Despite these challenges, about a dozen heads of state, including the leaders of the cheap giants China and Brazil, are scheduled for Friday in the Red Square, underlining the affirmation of the Kremlin according to which the western sanctions of large -reaching have not managed to isolate Russia. More than 130 pieces of military equipment, including intercontinental missilistic vectors, are scheduled to cross Moscow and the soldiers of friendly nations should march with Russian troops, showing that Russia is not alone in what presents as a struggle by prosecutor against NATO.
On the economic front, however, Russia is wounded and loss of steam, under pressure from the drop in oil prices, rapidly reduced the foreign currency reserves, record interest rates and punitive sanctions imposed by the United States and its allies in response to the invasion of Ukraine. The main ally of Russia, China, is reducing the purchases of Russian coal and steel while adapting to a commercial war with the United States.
Russia has accepted a decision taken this month by a group of important oil exporting countries, known as OPEC+, to increase production, a move that has depressed the oil prices already affected by the impact of the rates of Mr. Trump. The reference mixture Brent of reference was exchanged at around $ 62 per barrel on Wednesday, down by about $ 75 when Mr. Trump announced his global rates on April 2.
The fall of oil revenue, which finances about 40 percent of the Russian government's budget, is already damaging its war economy. The Ministry of Finance this month has more than tripled the forecast of the budget deficit for this year at 1.7 percent of the gross domestic product and cut its price forecasts for the main type of exported oil of Russia from $ 70 per barrel to $ 56.
Analysts estimate that to cover the growing deficit, the government should spend its stock on foreign reserves and gold, or print more money, which would worsen already high inflation, now running about 10 percent. The Kremlin took into consideration, but this week he demolished, a proposal to reduce public spending to compensate for the drop in oil prices.

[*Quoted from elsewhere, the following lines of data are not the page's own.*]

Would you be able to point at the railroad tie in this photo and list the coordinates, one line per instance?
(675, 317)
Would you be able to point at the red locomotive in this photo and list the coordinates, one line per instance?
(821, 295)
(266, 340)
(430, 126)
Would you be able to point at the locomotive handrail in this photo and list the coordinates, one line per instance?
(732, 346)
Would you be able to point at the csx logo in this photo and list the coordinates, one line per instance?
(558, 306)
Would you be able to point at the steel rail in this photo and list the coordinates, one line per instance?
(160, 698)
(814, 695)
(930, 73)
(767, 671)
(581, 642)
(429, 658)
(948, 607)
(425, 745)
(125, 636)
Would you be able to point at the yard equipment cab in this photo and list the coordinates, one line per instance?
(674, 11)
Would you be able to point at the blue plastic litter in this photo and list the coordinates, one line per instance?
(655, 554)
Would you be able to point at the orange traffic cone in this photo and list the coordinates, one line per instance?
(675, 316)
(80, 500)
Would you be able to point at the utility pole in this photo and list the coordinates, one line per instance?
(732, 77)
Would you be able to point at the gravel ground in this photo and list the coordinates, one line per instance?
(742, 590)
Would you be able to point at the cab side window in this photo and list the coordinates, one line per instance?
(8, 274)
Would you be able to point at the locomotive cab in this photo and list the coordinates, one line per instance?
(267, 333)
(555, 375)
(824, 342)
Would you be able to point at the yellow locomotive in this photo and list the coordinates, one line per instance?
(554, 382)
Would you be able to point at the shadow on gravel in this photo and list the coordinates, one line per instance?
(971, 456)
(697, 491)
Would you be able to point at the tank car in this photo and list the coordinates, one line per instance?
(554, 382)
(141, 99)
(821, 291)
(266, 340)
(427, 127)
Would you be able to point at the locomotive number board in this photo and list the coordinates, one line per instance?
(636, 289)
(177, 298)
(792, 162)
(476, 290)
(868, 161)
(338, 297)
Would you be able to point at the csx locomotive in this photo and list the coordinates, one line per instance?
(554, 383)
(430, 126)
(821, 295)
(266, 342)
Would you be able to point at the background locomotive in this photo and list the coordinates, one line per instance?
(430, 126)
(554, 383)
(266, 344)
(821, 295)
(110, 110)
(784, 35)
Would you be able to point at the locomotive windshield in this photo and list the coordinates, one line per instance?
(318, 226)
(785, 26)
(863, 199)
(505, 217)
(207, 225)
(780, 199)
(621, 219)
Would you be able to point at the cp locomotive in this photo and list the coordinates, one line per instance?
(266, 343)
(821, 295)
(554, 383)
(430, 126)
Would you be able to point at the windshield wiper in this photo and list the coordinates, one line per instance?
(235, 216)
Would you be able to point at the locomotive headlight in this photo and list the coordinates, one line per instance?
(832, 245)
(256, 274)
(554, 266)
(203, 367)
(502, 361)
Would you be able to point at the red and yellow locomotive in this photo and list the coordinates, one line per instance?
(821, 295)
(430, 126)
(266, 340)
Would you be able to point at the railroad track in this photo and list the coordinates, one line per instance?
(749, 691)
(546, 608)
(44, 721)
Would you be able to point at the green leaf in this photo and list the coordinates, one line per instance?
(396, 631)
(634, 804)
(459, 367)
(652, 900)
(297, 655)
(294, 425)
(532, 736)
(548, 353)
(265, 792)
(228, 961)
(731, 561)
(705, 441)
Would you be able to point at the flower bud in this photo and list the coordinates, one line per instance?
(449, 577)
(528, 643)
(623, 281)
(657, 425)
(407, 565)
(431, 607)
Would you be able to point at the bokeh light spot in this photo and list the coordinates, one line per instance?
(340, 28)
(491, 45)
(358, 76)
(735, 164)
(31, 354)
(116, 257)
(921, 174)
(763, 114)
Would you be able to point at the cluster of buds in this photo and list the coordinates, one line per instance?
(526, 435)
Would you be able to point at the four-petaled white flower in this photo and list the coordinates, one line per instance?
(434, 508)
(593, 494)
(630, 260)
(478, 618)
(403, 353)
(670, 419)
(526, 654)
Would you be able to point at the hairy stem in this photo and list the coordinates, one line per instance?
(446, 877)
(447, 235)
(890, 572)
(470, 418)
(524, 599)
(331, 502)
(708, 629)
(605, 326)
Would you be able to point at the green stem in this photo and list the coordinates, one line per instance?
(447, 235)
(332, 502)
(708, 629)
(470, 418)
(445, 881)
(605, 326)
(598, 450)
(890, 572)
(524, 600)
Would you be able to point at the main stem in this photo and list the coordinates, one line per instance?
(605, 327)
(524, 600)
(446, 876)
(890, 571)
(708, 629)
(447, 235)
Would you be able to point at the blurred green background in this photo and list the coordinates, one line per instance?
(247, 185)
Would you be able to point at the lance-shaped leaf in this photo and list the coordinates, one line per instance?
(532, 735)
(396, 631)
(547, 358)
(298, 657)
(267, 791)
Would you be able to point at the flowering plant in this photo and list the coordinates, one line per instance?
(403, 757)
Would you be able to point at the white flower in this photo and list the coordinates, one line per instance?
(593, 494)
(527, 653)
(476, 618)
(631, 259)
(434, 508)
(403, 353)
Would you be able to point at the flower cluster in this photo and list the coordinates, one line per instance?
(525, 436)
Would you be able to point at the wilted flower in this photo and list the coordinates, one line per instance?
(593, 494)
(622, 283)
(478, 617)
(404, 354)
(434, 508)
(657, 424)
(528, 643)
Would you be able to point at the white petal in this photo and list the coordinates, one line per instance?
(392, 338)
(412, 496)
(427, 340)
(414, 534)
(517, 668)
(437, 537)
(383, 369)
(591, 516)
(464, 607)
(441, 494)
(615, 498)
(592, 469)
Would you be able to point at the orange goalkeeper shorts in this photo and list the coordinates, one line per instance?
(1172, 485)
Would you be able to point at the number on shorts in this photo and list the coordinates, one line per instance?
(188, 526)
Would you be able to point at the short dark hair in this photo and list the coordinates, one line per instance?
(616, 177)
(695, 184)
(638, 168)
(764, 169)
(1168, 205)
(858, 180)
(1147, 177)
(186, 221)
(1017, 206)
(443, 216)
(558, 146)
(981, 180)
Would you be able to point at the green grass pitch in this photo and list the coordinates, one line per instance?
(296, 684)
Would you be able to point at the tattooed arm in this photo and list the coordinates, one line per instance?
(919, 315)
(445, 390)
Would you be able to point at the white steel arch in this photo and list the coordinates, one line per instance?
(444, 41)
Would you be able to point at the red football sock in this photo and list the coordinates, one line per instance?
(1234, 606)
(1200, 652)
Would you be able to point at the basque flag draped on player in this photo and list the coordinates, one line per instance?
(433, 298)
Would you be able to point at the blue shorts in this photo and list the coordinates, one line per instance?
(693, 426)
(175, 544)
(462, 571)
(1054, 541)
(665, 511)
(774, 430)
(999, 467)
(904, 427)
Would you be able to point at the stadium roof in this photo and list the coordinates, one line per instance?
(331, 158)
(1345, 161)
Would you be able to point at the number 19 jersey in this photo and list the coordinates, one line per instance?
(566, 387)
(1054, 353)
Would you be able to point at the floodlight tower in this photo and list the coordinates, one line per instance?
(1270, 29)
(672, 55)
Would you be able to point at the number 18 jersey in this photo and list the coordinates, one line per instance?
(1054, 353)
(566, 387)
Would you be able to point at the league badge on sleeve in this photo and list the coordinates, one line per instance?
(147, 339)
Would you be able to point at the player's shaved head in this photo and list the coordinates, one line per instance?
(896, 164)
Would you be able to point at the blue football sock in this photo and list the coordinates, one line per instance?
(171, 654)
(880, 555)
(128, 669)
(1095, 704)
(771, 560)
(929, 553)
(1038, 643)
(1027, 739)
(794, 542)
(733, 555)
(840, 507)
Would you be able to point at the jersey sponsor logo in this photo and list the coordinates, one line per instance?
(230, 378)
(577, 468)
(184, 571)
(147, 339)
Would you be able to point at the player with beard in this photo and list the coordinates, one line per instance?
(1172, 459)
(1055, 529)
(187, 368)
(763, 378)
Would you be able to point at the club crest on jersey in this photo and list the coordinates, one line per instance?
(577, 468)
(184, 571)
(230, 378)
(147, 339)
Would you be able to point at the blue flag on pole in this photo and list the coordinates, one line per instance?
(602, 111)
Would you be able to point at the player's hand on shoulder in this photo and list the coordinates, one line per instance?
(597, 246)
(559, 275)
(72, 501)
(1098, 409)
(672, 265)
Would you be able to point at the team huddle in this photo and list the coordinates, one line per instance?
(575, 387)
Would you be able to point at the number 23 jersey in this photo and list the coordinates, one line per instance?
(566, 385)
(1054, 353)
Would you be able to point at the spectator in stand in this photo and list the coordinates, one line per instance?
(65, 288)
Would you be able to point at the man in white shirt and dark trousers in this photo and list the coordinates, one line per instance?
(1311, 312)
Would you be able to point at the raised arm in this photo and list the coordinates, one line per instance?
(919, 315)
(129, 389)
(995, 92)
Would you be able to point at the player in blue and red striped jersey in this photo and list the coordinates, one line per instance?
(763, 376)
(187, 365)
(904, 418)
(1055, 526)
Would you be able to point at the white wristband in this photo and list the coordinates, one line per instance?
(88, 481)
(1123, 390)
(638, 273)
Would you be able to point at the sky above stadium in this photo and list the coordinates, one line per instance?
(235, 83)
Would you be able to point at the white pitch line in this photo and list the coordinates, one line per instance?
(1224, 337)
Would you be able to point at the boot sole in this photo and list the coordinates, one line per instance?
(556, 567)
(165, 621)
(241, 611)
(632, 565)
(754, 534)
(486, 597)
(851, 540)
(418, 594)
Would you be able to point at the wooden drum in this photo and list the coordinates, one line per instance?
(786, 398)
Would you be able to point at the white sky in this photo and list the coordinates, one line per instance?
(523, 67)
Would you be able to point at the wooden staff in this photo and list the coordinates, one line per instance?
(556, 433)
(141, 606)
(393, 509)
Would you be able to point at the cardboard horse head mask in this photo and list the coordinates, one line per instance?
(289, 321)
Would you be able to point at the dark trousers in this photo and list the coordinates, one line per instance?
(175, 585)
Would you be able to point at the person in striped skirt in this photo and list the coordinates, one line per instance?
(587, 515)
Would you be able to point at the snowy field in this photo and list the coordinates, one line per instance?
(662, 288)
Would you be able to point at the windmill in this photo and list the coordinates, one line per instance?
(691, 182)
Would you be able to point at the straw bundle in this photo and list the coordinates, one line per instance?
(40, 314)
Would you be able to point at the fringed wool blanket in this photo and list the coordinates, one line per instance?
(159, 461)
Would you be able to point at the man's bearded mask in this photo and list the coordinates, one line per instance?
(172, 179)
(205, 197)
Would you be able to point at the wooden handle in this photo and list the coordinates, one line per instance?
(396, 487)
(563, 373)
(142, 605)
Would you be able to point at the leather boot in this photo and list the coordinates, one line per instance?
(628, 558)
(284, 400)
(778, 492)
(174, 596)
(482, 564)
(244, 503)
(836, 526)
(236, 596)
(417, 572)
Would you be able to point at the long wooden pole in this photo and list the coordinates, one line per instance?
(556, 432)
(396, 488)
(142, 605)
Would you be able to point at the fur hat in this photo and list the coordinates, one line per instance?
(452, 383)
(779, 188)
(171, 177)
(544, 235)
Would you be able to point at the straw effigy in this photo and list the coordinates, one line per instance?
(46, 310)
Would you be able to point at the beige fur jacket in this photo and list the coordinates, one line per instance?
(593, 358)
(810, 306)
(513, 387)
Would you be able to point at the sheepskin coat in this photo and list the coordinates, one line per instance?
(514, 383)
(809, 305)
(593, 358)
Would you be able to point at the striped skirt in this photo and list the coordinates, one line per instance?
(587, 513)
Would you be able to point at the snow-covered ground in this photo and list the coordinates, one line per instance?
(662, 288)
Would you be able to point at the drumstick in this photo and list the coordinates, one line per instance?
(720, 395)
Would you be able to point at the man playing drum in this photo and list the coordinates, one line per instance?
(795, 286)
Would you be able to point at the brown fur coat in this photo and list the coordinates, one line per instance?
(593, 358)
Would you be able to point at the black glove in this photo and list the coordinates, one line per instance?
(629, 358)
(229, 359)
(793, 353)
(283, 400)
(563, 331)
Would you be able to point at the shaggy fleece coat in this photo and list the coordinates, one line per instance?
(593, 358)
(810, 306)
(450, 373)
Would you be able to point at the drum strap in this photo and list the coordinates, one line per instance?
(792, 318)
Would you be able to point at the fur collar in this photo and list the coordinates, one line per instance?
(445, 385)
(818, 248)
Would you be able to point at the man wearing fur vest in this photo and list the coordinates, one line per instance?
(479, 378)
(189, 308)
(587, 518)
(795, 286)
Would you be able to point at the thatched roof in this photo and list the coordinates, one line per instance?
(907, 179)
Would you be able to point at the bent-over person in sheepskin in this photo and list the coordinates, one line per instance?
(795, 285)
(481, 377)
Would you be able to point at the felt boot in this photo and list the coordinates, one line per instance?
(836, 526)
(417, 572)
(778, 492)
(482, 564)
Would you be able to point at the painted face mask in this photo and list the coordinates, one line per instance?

Putin has tolerated the central bank policy to maintain interest rates at the highest record in an attempt to dampen price increases. But a growing choir of Russian officials and businessmen has accused interest rates, maintained at 21 % from October, for canceling growth without cooling prices, an economic and losing economic scenario known as stagflation.
Russian consumers grumble on food prices, which have increased at an annual rate of over 12 percent in March, but these concerns have not so far translated into a wider dissatisfaction with the government, said Denis Volkov, head of the Independent Savoy Center in Moscow.
The increasing wages, government subsidies for the poor and decades of life with high inflation mean that in the surveys conducted recently as more Russian April say that their economic situation is improving, rather than worsening, Mr. Volkov said in an interview in Moscow.
This political stability will allow Moscow to project national unity in the celebration on Friday, despite the lack of important diplomatic or military discoveries in the war. Putin regularly used the day of victory, the main secular holiday of Russia, to convey that time is on his side.
The determination and dimensions of Russia grind the Wehrmacht of Germany, the European military Aegemon at the time, in the Second World War, makes the messaging of propaganda and the forces provided and trained of Ukraine in the end will follow the example.
“These furfants had still united against us,” said Yevgeniy, a Russian soldier who fought in Ukraine until he was injured in December. He asked to hold back his surname because he is not authorized to speak with the public.
“We would have been destroyed, swept away like a nation if we had not reacted,” he said, echoing the unknown justification of the Kremlin for the invasion. “My grandfather fought; I fought: we are the same.”
Labzina Night Reports contributed by Istanbul.